I am so sad. Why? Because I can't cook! I am just terrible. I am always, always trying to make things and they never come out right. Yes, they're edible, but that's where it ends. Mr FD is no better; he seems to think adding a pinch of mixed herbs to everything will suddenly make it taste like we're at Le Gavroche. 

So something I have been craving ever since we moved back down to London from Scotland is tattie scones. I LOVE tattie scones. A fry up just isn't the same without them. They are essentially little potato cakes which can be baked or fried and they go amazing well with eggs and beans and tomatoes and sausage and OM NOM NOM.



So I thought I'd give it a go:

Ingredients:

  • 1lb/500g potatoes, cooked and mashed
  • 1 oz/30g butter, melted plus extra for greasing
  • 1/2tsp salt
  • 1 medium egg
  • 4 oz/125g flour, plus a little extra for rolling out
  • 1tsp baking powder

Preparation:

  • Preheat the oven to 395°F/200°C/Gas 6
  • Place the mashed potato in a large baking bowl and add all the other ingredients to form a sticky dough.
  • Roll out the dough on a floured surface to approx ½ inch/1 cm thickness. Cut into saucer sized rounds then score a cross into the dough to mark 4 equal wedges.
  • Grease a baking sheet with butter and bake the scones for 15 minutes until golden brown and risen. The scones can also be cooked on the stove top on a griddle or heavy based frying pan. Cook the scones 5 minutes on either side until golden and risen
  • Eat while warm.
How hard could it be, right? You put it all together, you mix it up, you put it in the oven, you get it out and you eat it. WRONG.

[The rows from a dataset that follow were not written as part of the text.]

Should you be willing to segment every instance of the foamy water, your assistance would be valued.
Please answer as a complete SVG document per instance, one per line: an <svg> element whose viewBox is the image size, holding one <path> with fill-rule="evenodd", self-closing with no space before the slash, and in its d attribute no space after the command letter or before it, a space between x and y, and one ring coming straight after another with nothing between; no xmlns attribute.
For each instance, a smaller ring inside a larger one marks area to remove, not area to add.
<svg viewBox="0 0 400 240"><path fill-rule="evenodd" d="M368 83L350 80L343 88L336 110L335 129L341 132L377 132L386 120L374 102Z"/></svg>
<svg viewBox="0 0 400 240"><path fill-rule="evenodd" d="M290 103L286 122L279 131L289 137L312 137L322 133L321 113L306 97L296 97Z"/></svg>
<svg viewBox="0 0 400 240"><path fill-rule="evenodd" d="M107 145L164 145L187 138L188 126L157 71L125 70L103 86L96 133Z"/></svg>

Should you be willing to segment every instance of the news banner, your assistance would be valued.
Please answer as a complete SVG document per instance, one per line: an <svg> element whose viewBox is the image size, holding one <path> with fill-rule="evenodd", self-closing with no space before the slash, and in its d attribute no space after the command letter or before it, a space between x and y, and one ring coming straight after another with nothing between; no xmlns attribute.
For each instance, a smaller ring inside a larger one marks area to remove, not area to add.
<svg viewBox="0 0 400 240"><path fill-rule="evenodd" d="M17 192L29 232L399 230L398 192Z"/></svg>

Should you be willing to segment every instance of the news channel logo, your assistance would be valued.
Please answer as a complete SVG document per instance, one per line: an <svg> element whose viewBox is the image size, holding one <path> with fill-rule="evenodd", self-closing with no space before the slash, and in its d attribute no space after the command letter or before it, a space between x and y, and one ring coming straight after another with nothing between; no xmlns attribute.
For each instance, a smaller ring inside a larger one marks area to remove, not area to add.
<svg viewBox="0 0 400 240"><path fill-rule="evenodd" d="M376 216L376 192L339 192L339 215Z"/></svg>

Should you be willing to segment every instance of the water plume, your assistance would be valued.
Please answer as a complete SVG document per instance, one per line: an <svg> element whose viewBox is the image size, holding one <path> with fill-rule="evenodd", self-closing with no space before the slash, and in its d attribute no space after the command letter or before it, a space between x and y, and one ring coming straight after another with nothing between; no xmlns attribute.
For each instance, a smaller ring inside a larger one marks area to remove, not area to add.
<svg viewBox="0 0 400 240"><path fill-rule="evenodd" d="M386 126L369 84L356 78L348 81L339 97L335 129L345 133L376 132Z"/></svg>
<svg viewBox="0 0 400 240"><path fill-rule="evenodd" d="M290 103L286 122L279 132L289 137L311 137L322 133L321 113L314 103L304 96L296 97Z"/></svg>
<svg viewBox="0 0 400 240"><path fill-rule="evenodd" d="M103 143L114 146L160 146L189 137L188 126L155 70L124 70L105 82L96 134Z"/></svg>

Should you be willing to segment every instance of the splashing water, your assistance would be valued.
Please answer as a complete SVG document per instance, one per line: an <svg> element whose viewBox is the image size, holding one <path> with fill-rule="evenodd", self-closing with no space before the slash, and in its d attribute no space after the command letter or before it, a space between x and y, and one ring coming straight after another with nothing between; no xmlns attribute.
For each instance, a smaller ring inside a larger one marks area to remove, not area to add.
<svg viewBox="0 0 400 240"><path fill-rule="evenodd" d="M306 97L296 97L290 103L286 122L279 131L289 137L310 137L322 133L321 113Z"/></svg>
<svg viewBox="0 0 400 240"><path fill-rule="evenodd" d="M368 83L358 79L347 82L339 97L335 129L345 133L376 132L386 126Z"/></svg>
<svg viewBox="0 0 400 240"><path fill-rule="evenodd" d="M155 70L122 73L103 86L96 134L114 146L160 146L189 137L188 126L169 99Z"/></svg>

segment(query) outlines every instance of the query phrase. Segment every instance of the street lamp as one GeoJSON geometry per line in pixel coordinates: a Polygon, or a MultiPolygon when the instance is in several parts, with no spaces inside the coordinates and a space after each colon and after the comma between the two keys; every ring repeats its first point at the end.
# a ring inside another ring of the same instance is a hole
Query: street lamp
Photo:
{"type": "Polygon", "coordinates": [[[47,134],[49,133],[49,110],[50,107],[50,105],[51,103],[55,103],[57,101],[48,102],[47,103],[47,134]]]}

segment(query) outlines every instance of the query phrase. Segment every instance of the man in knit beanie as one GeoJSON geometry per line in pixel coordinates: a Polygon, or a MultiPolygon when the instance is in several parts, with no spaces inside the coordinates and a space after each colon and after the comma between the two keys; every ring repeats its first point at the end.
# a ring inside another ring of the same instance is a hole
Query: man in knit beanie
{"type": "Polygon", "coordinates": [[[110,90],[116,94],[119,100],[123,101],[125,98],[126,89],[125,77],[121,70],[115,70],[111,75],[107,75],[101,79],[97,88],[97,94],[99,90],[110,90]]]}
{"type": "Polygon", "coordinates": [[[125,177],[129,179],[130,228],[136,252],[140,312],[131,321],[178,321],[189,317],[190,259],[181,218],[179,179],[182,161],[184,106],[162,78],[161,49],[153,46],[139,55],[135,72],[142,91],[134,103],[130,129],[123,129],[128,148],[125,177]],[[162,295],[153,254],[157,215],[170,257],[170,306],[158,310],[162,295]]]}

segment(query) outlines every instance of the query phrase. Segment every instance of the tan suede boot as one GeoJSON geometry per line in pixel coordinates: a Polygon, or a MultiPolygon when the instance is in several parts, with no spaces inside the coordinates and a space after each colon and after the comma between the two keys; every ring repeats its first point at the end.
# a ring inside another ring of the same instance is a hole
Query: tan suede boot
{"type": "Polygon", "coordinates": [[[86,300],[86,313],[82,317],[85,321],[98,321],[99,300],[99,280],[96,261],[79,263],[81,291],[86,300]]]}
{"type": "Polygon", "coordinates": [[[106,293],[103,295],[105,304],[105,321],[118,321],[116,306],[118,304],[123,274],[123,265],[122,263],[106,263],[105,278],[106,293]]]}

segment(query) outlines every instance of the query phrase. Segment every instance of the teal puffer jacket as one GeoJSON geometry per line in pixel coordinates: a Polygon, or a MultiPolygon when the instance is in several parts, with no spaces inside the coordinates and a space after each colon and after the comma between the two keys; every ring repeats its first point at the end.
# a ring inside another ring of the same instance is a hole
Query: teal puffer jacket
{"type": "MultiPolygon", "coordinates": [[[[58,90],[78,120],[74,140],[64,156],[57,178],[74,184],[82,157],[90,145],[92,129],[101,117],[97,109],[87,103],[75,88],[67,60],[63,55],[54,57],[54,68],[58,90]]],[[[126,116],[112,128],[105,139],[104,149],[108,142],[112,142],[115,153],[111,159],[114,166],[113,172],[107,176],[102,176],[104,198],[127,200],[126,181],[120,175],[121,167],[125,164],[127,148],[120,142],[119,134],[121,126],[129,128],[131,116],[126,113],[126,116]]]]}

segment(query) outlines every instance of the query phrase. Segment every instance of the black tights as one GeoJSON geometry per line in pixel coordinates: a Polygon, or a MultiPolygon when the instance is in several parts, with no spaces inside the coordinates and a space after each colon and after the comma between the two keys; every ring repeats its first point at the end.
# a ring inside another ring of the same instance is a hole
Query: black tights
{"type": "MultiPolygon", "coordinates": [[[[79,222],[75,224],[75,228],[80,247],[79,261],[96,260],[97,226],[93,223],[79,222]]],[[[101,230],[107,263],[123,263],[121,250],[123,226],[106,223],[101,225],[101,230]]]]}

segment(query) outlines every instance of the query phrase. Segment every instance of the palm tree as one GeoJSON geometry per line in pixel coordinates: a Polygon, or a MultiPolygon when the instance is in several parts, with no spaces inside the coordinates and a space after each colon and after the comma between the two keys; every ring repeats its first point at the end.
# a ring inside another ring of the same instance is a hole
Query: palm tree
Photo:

For a start, the dough is SO sticky that it was almost impossible to roll, so in the end I just kind of...flattened it....with my hands.


As you an see, these are MUCH bigger than the ones in the above picture. Still, they look edible. But then I flipped them over....


They'd all sort of...burned on one side and stayed completely raw on the other. They also stuck to the foil. The reason the other one is still that way round is because it wouldn't come off. 

This is the final result:


Very sad times.

Can anyone make tattie scones successfully? If so, can you deliver them to my house?! 

I think I'm just going to give up the baking attempts. Michel Roux I am not.